Mais l’animal-photographe n’est pas rassasié. Après le froid, il souffle le chaud. En 2013, il débarque au Kenya, un pays qui le marquera profondément. « Ce coin d’Afrique, je ne l’ai depuis plus jamais quitté. Je l’ai su dès que j’ai mis un pied sur la réserve du Masai Mara. Ça a été exceptionnel, c’est comme ma deuxième maison. Il y a une richesse de biodiversité énorme ». Cette nouvelle expérience donne lieu à la sortie de l’ouvrage « Kenya Safari », livre tout public qui génère « de l’émotion, du lien, qui suscite la curiosité à tout âge ».
Avant un nouvel appel du froid.

Protection de l’environnement : le déclic arctique !
De la Laponie au Kenya… Du Kenya au Botswana en passant par l’Antarctique… Autant de destinations et de rencontres nature qui ont forgé le bonhomme.

Ces rencontres ont aguerri le photographe-aventurier au gré de longs bivouacs hors du monde. Ils ont forgé aussi son âme citoyenne. Au point de susciter en lui le désir ardent de prendre le taureau par les cornes. De tout faire pour inverser le cycle d’une nature qui se dégrade. Dans son cheminement personnel et professionnel, Olivier pointe un moment déterminant. « Le déclic, je l’ai au Spitzberg, une île de l’archipel du Svalbard en mer du Groenland, gouverné par la Norvège. Ma première traversée a été un vrai périple : trois jours de navigation titanesque, dans des creux de 7 mètres, sur un petit bateau météo Polar Front. Mes plus dures conditions en mer depuis que je voyage. Une fois sur place, on arrive au paradis blanc. C’est l’endroit de la planète qui compte le plus grand nombre de glaciers. Un paradis menacé. C’est la destination qui me fait vraiment prendre conscience de l’urgence climatique. La fonte de glace est là, sous nos yeux. On voit des animaux désorientés. Comme l’ours, contraint de s’approcher des humains pour se nourrir.
Et, malheureusement, souvent, ça se finit mal pour lui. En rentrant, j’ai été convaincu qu’il fallait agir. » De cette conscience, naîtra l’association Wildlife Interactions (lire par ailleurs).
Dans ces expériences arctiques, le photographe apprécie le calme des lieux, l’absence de connexion. C’est de là aussi qu’il ramènera une de ses photos signature. Celle de la maman ours allaitant ses petits (lire par ailleurs : « Ses 5 photos coups de cœur »).

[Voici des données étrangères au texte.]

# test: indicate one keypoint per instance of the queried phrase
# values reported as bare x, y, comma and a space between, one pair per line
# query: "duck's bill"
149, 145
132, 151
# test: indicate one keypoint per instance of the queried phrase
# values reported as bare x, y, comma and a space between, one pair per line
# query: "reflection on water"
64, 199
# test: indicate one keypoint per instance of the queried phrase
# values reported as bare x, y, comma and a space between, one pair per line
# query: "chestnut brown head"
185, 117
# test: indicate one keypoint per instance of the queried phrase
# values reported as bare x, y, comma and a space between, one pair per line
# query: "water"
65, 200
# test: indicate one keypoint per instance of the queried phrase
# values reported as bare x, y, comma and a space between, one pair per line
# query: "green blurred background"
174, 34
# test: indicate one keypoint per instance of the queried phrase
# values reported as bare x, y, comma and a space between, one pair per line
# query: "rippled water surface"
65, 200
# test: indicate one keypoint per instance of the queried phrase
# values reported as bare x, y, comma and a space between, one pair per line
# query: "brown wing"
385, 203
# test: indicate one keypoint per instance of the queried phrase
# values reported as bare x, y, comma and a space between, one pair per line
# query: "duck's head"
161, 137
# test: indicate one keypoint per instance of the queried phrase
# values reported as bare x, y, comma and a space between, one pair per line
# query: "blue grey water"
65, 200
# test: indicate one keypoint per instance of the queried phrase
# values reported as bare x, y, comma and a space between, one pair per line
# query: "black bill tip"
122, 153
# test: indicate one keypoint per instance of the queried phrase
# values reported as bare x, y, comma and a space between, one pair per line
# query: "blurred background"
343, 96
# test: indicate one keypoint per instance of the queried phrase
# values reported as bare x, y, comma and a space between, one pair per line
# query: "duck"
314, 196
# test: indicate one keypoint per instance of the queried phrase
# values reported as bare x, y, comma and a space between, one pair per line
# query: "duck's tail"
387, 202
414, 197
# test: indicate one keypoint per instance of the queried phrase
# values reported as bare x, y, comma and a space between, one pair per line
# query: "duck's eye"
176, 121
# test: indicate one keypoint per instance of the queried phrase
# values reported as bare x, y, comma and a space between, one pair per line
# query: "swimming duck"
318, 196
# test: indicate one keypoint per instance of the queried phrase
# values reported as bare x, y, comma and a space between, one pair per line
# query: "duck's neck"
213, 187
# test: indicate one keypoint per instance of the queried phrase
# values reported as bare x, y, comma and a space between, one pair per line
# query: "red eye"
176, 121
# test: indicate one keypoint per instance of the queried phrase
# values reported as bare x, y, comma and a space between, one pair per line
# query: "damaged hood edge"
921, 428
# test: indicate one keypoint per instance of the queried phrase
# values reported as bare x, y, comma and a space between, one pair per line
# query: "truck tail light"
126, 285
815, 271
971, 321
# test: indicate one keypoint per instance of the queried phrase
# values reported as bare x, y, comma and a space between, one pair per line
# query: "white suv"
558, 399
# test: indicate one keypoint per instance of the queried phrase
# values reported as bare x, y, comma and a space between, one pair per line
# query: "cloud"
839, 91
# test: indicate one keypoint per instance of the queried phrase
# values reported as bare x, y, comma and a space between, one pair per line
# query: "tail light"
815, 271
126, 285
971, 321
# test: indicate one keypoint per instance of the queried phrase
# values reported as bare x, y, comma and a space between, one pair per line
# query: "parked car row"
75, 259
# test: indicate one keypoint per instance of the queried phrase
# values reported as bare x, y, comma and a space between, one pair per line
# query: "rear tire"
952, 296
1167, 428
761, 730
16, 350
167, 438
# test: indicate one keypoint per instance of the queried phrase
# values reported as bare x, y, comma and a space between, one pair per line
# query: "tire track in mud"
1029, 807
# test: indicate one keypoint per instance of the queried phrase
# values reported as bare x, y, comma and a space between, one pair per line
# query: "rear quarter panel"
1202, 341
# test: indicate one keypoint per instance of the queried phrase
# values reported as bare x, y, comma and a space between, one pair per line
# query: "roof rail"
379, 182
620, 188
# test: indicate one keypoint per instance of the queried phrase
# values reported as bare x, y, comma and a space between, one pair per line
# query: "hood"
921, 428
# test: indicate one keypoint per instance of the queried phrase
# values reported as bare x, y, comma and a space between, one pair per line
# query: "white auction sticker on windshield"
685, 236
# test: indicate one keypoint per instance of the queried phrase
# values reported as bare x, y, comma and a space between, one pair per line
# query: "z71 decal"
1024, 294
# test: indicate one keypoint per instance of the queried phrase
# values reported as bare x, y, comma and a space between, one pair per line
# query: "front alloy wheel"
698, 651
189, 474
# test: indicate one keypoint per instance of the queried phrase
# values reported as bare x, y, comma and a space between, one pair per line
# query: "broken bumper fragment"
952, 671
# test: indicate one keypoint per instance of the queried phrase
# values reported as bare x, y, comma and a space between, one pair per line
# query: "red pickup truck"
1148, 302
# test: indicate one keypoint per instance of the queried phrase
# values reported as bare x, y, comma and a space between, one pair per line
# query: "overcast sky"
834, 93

A l’été 2023, Olivier retourne au Pôle Nord, dans la baie du Scoresby Sund, le fjord le plus profond du monde. Pour une mission scientifique à bord de Persévérance, le bateau de l’explorateur infatigable Jean-Louis Etienne. Il réalise des images aériennes avec son drone pour aider les scientifiques à se rendre compte de l’état de la glace et des icebergs. « Ce travail pour la planète, en coopération avec d’autres acteurs de sa préservation, est le cœur de ce que je veux faire aujourd’hui », appuie le photographe.
L’association Wildlife Interactions
Dans le prolongement de ses missions, Olivier nourrit l’idée de créer une structure dans laquelle toutes les compétences qu’il a croisées s’associent.

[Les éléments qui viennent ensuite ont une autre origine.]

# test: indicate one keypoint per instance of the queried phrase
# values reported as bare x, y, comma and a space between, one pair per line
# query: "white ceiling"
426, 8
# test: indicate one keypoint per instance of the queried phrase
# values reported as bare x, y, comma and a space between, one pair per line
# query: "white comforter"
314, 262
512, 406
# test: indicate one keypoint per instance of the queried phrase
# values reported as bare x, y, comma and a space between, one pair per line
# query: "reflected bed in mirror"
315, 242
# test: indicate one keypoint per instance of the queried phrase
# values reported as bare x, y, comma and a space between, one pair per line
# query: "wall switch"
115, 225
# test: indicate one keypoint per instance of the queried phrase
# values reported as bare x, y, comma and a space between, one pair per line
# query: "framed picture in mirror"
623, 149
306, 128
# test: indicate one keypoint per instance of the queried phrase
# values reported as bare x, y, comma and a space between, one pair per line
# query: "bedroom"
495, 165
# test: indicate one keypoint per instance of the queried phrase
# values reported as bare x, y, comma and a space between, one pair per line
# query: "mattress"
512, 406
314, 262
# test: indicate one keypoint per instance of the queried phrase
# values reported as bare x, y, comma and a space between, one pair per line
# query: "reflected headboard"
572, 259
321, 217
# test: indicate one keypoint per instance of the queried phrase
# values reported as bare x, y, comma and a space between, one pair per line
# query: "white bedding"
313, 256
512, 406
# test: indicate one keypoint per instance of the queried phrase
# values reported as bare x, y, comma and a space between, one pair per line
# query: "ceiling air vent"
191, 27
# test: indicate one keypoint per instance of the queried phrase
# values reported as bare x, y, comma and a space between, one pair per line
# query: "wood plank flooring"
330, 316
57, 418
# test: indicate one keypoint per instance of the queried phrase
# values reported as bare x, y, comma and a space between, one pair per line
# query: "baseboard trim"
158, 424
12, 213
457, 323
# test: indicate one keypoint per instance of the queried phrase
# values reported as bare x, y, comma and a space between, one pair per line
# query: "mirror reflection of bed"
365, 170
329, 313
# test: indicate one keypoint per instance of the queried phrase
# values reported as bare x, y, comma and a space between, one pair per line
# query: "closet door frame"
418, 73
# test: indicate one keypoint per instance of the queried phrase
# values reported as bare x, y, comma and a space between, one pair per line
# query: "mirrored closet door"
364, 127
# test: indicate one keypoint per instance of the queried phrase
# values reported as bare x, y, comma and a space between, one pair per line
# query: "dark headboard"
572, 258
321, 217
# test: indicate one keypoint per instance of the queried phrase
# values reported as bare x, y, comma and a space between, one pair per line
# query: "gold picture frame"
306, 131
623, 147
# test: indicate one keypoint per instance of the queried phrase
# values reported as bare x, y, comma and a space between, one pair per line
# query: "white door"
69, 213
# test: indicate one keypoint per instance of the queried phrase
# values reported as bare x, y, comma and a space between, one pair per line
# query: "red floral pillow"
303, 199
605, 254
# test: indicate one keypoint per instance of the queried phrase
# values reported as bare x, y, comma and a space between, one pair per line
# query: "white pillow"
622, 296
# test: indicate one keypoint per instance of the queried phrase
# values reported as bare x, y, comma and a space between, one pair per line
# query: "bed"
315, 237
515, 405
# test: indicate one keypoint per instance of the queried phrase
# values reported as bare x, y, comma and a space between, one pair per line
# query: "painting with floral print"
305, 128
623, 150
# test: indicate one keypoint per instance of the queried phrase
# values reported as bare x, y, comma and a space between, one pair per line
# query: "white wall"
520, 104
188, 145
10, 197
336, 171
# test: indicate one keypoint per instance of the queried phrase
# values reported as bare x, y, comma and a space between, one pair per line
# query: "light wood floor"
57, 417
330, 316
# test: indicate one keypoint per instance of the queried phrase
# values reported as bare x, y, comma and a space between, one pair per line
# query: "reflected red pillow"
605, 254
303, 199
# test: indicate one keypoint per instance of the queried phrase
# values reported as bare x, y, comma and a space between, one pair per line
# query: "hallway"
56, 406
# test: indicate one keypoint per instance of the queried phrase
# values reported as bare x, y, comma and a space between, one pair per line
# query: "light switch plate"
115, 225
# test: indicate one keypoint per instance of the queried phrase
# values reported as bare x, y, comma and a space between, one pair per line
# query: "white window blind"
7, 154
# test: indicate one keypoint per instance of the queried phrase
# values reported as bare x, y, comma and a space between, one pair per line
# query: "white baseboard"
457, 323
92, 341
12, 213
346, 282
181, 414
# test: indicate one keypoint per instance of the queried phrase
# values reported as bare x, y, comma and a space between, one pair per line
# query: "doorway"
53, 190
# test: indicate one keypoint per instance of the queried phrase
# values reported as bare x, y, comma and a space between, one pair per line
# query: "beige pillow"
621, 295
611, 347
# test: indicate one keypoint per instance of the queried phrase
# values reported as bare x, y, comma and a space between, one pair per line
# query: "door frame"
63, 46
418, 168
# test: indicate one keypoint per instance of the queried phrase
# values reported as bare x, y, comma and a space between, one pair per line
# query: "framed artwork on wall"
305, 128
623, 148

Cette volonté donne naissance en 2020 à Wildlife Interactions, association loi 1901 : « c’est un regroupement de talents. Par exemple, les textes du livre Arktic Circle ont été coécrits par Déborah Pardo, docteur en écologie et exploratrice polaire, et le glaciologue Léo Decaux. C’est une première action concrète commune. Moi, je ne peux qu’interpeller à travers mes images mais je n’ai pas de solution. Cette solution appartient aux scientifiques. Eux peuvent se servir de mes images pour faire passer leur message. C’est cette complémentarité qui est au cœur de notre association ».
Ensemble, ces compétences mettent en œuvre des actions visant à sensibiliser le public à la protection de l’environnement. Cela prend la forme de conférences et d’expositions. « Mais, pour moi, le plus important, c’était surtout d’aller à la racine, pour tout de suite mieux sensibiliser le jeune public : l’éducation, c’est primordial. Pour cela, on intervient dans le primaire sur tout le secteur de la Métropole de Nice et pour les élèves du secondaire, on peut intervenir sur l’ensemble du territoire français via un agrément sur le Pass Culture. »
Des enseignants, membres de l’association, ont, pour cela, créé des ateliers pédagogiques destinés aux interventions en classe.
Enfin, l’association mène des missions, telle la mission « Carbone bleu », menée en partenariat avec la Métropole Nice Côte d’Azur (lire par ailleurs).
Ses 5 photos
coups de cœur

La maman éléphant :
« c’est ce que j’appelle les moments waouh ! Une rencontre avec une maman éléphant et son petit. Quelle vision, quelle émotion ! D’en parler, j’en ai la chaire de poule. Je suis au pied du 4x4 avec les guides Luc et Flavia Gentil, au Kenya. La famille est à 400 mètres, elle avance vers nous. Cette maman a continué de cheminer avec son petit. Elle nous a vus, sentis. Elle s’est approchée à 5 mètres de distance. C’est phénoménal : c’est la faune sauvage, on est dans une réserve, pas dans un parc. Un moment de grâce. Cet éléphant entouré des herbes jaunes de la savane, on ne peut pas imaginer mieux pour illustrer la majestueuse nature ».
Le lion sale :

« cette photo fait partie d’une série prise pendant et après une chasse entre une famille de lions et un buffle au Masai Mara (Kenya). Ce lion est là, très sale. Cette image n’est pas commune parce que les lions sont des félins, toujours à se nettoyer ».
La maman ours :

« c’était le dernier jour d’un voyage au Spitzberg, dans la mer du Groenland. Je n’avais pas croisé d’ours du séjour.
Ce matin-là, on part avec deux guides naturalistes sillonner les alentours. Et, au bout de deux heures de marche avec de la neige jusqu’aux cuisses, on décide de rentrer. C’est alors qu’on aperçoit au loin un point blanc sur une plage de rochers : c’était la maman ours allaitant ses deux petits. Ça a été le Graal. Des photos uniques, tant le Spitzberg est une zone rocailleuse où il est difficile de saisir l’intimité des ours sans les perturber. On les a photographiés depuis le zodiac, sans les déranger ».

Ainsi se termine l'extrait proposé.